Thanks so much for this excellent piece, Samantha. As a question of history, this feels like a very useful intervention into a narrative that particular historical social and cultural shifts led to what we now think of as depcitions of sexual violence. You've opened up a really fascinating door into questions of how early television series handled taboo subjects in ways that were often profound and long-lasting. I'm really curious to hear your take on what you see as the ideological stakes of these representations and the tropes that surround them. I hope there's more to come from you on this subject!

This is a terrific piece. Thank you so much for writing it. I like your focus on the sympathetic female detective/cop trope. This trope has long fascinated me and I often think of it whenever I watch episodes of SVU and other shows. I also like your discussion of the treatment of sex crimes on 1950s crime dramas. Like the sympathetic female cop/detective trope, the treatment of sex crimes on pre-1970s television programs fascinates me. I will have to try to watch the "Stranglehold" episode of Decoy in its entirety.

I have never seen this show but have plenty of SVU and Criminal Minds where sexual violence is very graphic, or at least for network television standards. In each of these shows, we see the sympathetic cop/detective trope that must coexist with the cop/ detective that does not believe in the victim or has some doubts. The victim often trusts the sympathizer and discloses information pertinent to the case. That dynamic seems to be present in the 1950s and today. I would like to see how race also affects the image of the sympathetic cop.
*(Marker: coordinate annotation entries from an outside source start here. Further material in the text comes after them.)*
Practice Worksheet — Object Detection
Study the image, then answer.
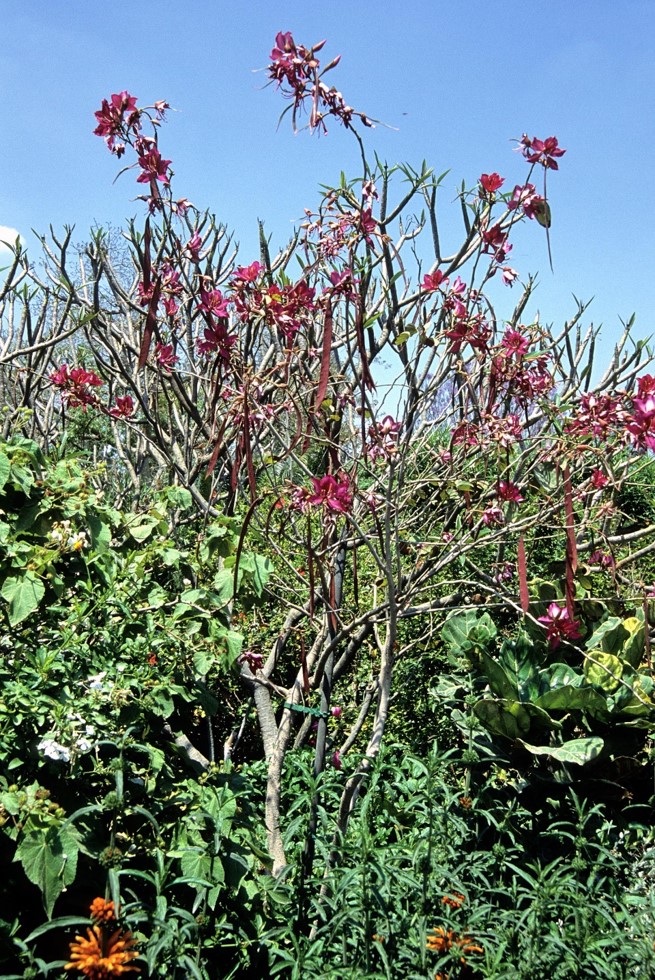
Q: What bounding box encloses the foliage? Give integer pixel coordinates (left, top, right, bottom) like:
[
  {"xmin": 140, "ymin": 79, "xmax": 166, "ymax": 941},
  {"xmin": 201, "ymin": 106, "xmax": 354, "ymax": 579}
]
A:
[{"xmin": 0, "ymin": 26, "xmax": 655, "ymax": 978}]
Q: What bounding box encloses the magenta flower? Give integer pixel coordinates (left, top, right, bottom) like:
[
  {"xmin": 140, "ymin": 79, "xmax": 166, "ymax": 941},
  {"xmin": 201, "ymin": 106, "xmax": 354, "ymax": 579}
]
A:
[
  {"xmin": 359, "ymin": 208, "xmax": 378, "ymax": 244},
  {"xmin": 93, "ymin": 91, "xmax": 140, "ymax": 157},
  {"xmin": 567, "ymin": 392, "xmax": 624, "ymax": 439},
  {"xmin": 480, "ymin": 173, "xmax": 505, "ymax": 194},
  {"xmin": 198, "ymin": 289, "xmax": 228, "ymax": 317},
  {"xmin": 482, "ymin": 223, "xmax": 512, "ymax": 265},
  {"xmin": 591, "ymin": 470, "xmax": 610, "ymax": 490},
  {"xmin": 626, "ymin": 395, "xmax": 655, "ymax": 451},
  {"xmin": 496, "ymin": 480, "xmax": 525, "ymax": 504},
  {"xmin": 50, "ymin": 364, "xmax": 104, "ymax": 412},
  {"xmin": 307, "ymin": 473, "xmax": 353, "ymax": 514},
  {"xmin": 501, "ymin": 327, "xmax": 530, "ymax": 360},
  {"xmin": 232, "ymin": 262, "xmax": 264, "ymax": 289},
  {"xmin": 109, "ymin": 395, "xmax": 134, "ymax": 419},
  {"xmin": 519, "ymin": 133, "xmax": 566, "ymax": 170},
  {"xmin": 136, "ymin": 149, "xmax": 171, "ymax": 185},
  {"xmin": 196, "ymin": 319, "xmax": 237, "ymax": 364},
  {"xmin": 237, "ymin": 650, "xmax": 264, "ymax": 674},
  {"xmin": 421, "ymin": 269, "xmax": 450, "ymax": 293},
  {"xmin": 539, "ymin": 602, "xmax": 582, "ymax": 650},
  {"xmin": 481, "ymin": 504, "xmax": 505, "ymax": 527},
  {"xmin": 325, "ymin": 268, "xmax": 359, "ymax": 299}
]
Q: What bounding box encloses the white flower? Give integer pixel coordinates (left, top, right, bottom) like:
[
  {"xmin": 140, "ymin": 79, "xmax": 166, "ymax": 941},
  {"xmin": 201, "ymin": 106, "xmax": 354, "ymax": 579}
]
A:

Is a white cop/detective read as sympathetic as opposed to a woman of color? Or a male cop/detective of color? I am not versed in the research of this trope, so I wonder whether the sympathetic female cop/detective has been of color in the past. I can only think of Aisha Tyler in Criminal Minds, as a special agent with a unique set of skills, but not actual detectives or cops who are supposed to meet and interrogate people daily. I love this topic and all its possibilities! Thank you.